Methods: Factoring, completing the square, quadratic formula.
for these equations:
1. x^2 - x = 6
2. -2x^2 + 5x - 3 = 0
3. 3x^2 + x + 1 = 0
4. 2x(x - 5) = -12
is there any reason to chose one method over the other to solve the equations if so which one for each?
generally, if I don't see right off that it will factor (as will #1), I check the discriminant. If it is a perfect square (as with #2) then I know it will factor, and I just look at it a bit more. If it still doesn't seem obvious, then I know I can easily use the QF to pry out the rational roots.
Other than that, only experience will give you a feel for the kinds of quadratics that yield to which method.
When solving quadratic equations, like the ones provided, there are multiple methods you can use: factoring, completing the square, or using the quadratic formula. The choice of method depends on the specific equation and your familiarity or preference with each method.
Let's go through each equation and discuss which method might be most suitable:
1. x^2 - x = 6:
To solve this equation, you can rearrange it to form x^2 - x - 6 = 0. In this case, factoring is a good option, as the equation factors nicely into (x + 2)(x - 3) = 0. From here, you can set each factor equal to zero and solve for x.
2. -2x^2 + 5x - 3 = 0:
Factoring this equation may not be straightforward, so in this case, the quadratic formula is a useful method. The quadratic formula is x = (-b ± √(b^2 - 4ac)) / (2a). Simply substitute the values of a, b, and c into this formula, and solve for x.
3. 3x^2 + x + 1 = 0:
This quadratic equation doesn't factor nicely, and the constant term is not a perfect square or a multiple of the coefficient of x^2. Hence, factoring or completing the square are not suitable methods here.
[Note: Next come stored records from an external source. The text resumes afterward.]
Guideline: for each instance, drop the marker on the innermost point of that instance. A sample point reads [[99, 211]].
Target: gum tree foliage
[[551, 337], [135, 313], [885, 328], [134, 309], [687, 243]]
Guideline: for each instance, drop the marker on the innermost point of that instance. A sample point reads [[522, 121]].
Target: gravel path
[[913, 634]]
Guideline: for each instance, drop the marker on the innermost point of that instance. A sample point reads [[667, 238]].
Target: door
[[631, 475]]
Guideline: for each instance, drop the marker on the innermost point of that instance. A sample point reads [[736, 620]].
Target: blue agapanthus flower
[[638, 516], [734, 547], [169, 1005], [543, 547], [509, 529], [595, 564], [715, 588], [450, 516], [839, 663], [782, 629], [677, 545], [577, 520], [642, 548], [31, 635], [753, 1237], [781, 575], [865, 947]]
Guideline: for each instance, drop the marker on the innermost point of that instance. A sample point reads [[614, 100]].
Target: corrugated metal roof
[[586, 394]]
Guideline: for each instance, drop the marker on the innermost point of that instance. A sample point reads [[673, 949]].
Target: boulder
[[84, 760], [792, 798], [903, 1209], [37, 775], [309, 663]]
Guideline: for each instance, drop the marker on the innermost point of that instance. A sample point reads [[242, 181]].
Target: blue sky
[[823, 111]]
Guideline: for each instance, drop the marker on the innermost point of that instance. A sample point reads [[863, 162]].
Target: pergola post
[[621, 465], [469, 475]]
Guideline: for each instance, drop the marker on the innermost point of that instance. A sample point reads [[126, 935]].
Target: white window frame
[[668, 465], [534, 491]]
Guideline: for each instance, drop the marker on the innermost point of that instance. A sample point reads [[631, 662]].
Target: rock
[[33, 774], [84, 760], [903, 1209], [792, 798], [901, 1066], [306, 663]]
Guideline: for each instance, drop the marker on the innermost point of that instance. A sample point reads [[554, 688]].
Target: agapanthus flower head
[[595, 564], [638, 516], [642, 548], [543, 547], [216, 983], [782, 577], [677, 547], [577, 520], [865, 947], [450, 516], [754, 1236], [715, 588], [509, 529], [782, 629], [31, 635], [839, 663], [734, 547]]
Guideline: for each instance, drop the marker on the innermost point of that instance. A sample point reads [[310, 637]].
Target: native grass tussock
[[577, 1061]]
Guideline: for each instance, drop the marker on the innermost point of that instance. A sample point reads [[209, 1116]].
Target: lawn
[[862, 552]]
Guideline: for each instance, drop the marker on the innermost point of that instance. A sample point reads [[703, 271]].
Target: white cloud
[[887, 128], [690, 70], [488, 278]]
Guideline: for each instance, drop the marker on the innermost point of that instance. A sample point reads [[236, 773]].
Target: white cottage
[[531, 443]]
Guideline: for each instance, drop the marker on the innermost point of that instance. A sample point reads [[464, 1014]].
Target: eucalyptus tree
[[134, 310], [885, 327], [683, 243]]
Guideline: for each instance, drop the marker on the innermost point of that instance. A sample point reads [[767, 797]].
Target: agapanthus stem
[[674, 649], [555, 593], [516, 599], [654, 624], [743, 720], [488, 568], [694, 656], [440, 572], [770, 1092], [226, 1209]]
The quadratic formula would be the most appropriate method to solve for x.
4. 2x(x - 5) = -12:
This equation can be solved using either factoring or the distributive property. Factoring would involve factoring out common terms, while the distributive property would involve expanding the equation. In this case, using the distributive property may lead to a more direct solution: 2x(x - 5) = 2x^2 - 10x. Then, rearrange the equation to 2x^2 - 10x = -12, which can be solved using any of the methods mentioned earlier.
Overall, the choice of method depends on the equation, your comfort level with each technique, and the specific goals of the problem at hand. It's good to be familiar with each method so you can choose the most appropriate one in different situations.